Çünkü “16 saat çalıştırma” demek, söyleyenin gerçeğini yansıtıyor, sadece olası
yorumlardan biri oluyor, yani bir diğer metinden başka bir şey değil. İşveren-soyguncu
da diyor ki “ben adama hem ücret ödüyorum, hem de cebimden onun sigortasını
niye ödeyim ki” diye, vergilerin ve sigortanın işverenin işçiye verdiği sefalet
ücretinin bir parçası olduğunu ve bunu devletin ta baştan işçiden gasp etmek
için kesme yolu olarak işverene kestirdiği gerçeğini aklına bile getirmiyor.
İşveren için ücret çalışana bir bağış ve kendine ise bir külfet oluyor.
İşverenin, gerçeği böyle yorumlaması ve benim farklı yorumlamam var, bu durumda
“normal veya nesnel bir gerçek yok, herkesin bir gerçeği var. Herkesin kendi
gerçeğinin olduğu yerde, gerçekten bahsedilemez, sömürüden, soygundan,
vurgundan, emperyalizmden, egemenlikten bahsedilemez, çünkü bu kavramlarla
açıklanan ilişki tarzı, bu ilişki tarzının olası yorumlarından biridir. Bush’un
“Irak’a demokrasi ve insan hakları götürüyoruz” demesi, Ayşe’nin “Irak ABD
önderliğindeki emperyalistler tarafından işgal edildi” demesi kadar geçerli
olan, gerçeğin olası yorumlarından biridir. Bu tür post-yapısalcı birileri için
çok işlevsel saçmalamanın sosyal bilimlerde ve psikolojik savaştaki yeri, çok
faydalı “yüksek seviyede çöplük üretme” demektir. Alt-seviyede (örneğin öğrenciler
ve geri-bırakılan ve geri-bırakılmak için uğraşan ülkelerin akademisyenlerinin çoğu
arasında) ise, sadece mitolojik, efsanevi ve büyüleyici çekiciliği vardır:
Böylece, onları kendine çekerek işlevsel amacın üretimi yaygınlaştırılır.
Öte yandan, pozitivizme
alternatif olarak gelen ve alternatif olduğu söylenen yaklaşımların araştırmalarında
kuramsal tartışmalar büyük çoğunlukla kendi içinde olan tartışmalardır.
Pozitivizmin ve post-pozitivizmin “alternatif okullara” yönettiği eleştiriler
ya bilimsel derinlikten yoksun yüzeyde kalan ve çoğu kez geçersiz ideolojik
karalamalar ve yanlış açıklamalardır ya da veri toplama ve değerlendirme üzerine
odaklanıp gözleme dayanmayan yorumlayıcı öznellikle geldiklerini belirten açıklamalardır.
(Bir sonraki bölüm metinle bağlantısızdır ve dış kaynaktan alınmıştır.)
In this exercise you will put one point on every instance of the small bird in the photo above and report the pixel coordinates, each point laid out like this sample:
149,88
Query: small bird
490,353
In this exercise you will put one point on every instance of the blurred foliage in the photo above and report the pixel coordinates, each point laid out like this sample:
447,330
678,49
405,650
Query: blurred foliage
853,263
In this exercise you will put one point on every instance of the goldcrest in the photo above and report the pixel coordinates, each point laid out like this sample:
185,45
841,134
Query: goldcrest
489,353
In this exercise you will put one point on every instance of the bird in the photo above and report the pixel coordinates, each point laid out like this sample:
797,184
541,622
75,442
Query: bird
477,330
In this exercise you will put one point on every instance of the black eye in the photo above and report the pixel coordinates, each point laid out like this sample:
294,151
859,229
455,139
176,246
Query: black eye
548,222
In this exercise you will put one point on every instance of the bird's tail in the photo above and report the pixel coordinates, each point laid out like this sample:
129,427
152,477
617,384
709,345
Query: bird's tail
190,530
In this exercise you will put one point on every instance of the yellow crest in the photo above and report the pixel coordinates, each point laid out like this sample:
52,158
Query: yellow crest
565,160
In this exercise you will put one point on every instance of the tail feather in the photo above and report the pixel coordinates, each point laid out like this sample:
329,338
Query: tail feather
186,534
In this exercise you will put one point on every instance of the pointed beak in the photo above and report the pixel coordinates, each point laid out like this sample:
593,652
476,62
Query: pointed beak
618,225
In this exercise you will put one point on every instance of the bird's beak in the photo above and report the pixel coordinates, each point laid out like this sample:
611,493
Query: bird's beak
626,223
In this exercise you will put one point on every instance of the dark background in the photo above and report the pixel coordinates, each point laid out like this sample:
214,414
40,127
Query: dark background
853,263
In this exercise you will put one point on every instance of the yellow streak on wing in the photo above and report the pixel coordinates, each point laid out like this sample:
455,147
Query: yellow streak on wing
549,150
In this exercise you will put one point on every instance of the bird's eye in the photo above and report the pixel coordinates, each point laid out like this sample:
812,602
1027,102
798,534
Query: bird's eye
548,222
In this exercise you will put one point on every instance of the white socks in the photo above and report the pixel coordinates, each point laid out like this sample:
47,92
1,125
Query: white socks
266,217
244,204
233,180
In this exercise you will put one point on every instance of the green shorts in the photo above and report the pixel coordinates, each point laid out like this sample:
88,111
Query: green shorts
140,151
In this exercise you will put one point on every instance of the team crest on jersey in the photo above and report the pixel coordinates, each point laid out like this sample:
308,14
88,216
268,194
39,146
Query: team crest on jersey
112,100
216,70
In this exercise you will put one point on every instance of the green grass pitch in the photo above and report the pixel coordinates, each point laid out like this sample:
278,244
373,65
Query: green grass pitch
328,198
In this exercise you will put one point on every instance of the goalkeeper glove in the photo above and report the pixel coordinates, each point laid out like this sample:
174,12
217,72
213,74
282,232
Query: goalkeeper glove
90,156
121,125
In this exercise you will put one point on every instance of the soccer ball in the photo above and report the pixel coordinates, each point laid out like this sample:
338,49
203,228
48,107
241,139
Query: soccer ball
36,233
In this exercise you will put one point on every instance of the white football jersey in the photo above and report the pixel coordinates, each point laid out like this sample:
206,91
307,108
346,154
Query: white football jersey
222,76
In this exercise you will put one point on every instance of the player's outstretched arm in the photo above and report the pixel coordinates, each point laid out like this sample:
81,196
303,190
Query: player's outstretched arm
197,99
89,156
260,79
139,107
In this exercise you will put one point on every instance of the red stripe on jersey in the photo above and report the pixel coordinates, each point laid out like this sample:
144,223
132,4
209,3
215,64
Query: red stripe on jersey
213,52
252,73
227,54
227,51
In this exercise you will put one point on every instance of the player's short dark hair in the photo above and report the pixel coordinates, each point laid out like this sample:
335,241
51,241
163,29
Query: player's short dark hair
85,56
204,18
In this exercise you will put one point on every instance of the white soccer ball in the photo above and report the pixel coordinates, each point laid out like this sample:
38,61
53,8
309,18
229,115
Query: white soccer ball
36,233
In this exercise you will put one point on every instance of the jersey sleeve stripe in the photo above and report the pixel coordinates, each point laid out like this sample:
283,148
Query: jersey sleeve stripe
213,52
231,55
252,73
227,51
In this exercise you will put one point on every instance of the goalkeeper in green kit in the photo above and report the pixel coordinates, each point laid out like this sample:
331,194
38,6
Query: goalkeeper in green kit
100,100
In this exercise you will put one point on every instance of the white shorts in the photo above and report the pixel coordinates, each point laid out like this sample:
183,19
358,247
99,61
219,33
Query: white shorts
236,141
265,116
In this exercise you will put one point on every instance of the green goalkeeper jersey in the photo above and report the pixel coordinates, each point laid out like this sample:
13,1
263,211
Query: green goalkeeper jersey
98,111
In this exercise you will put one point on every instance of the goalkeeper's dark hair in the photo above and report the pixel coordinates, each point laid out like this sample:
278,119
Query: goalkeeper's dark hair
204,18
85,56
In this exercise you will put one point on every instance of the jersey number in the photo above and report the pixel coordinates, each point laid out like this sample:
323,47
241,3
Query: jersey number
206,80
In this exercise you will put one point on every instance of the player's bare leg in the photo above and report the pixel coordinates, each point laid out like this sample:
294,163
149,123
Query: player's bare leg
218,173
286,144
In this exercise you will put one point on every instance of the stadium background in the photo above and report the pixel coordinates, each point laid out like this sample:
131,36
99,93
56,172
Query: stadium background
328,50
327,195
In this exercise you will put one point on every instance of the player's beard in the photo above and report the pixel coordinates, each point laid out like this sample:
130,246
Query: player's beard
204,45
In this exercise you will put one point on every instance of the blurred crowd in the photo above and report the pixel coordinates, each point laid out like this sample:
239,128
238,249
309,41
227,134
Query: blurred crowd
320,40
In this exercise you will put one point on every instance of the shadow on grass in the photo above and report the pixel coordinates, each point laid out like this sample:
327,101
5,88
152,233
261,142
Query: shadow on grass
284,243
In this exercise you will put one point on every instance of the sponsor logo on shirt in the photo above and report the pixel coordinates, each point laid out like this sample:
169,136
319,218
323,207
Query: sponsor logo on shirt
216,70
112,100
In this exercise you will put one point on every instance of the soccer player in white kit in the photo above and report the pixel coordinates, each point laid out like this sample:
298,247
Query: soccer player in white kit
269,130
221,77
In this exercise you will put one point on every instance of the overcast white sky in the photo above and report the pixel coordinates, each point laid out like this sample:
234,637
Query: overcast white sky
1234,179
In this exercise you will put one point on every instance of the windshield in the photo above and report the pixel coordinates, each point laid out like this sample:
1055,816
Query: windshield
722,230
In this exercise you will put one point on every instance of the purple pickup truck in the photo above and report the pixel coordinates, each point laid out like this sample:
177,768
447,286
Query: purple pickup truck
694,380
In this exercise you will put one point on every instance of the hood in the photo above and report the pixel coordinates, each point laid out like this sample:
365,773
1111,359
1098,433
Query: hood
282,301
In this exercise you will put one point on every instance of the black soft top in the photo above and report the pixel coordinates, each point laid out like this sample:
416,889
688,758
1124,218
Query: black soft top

Alternatif okulların kendi arasındaki tartışmalar daima yoğun olmuştur. Bu
tartışmaların önemli bir kısmı felsefi, epistemolojik ve kuramsal yapı ve bu yapının
açıklamaya çalıştığını yeterince ve/veya doğru açıklayıp açıklamadıklarıyla
ilişkilidir. Bu tartışmalar 1970’lerden beri özellikle giderek artan bir
şekilde idealist felsefenin içine giren “kültürel incelemeler” ile “tarihsel
materyalist siyasal ekonomi” geleneği arasında olmuştur. Bu tartışmaya,
sonradan güçlenen ve büyük çoğunlukla, düşünen insanın kendini nasıl yeniden-ürettiğinde
değil de, düşünen insanin bu pratiklerle ve bu pratiğe bağlı olarak yarattığı düşünsel
yansımalardan (ideolojiden, düşünceden) hareket ederek insani ve örgütlü gerçeğini
açıklamaya çalışan ve bu nedenle daha çok idealist felsefe içine düşen post-yapısalcılık,
post-colonialism, post-imperialism ve orientalism gibi eleştirel yaklaşım tarzları
da eklendi.
Hangi yaklaşım
tarzında olursa olsun, yapılan tartışmalar kaçınılmaz olarak araştırmaların
kuramsal yapılarıyla, araştırmalarda veri toplama ve değerlendirmeyle, ve araştırma
bulgularıyla desteklenen kullanımın insan ve toplum için getirdiği sonuçlar üzerinde
de dururlar. Araştırmanın insana, topluma ve yaşadığı doğal çevreye faydası tartışmaları,
işsiz ve yoksun bırakılana “ekmek kapısını kapamama” gibi tartışmalara kadar
uzatılır. Bu tercihler, Türkiye gibi ülkelere geldiğinde, “bilimsel” araştırmalar
ve sempozyumlarda “bilim” adamlarının, örneğin korunan alanların ve tarihsel ve
doğal zenginliklerin “turizme açılması” tartışmasında, “kullanılmayan malın ne
değeri var ki?” diyerek, kendi mali ve kız kardeşi olmadığı için ve bu satıştan
bir şekilde kendileri için de bir medet umanların sundukları çözümlere dönüşür.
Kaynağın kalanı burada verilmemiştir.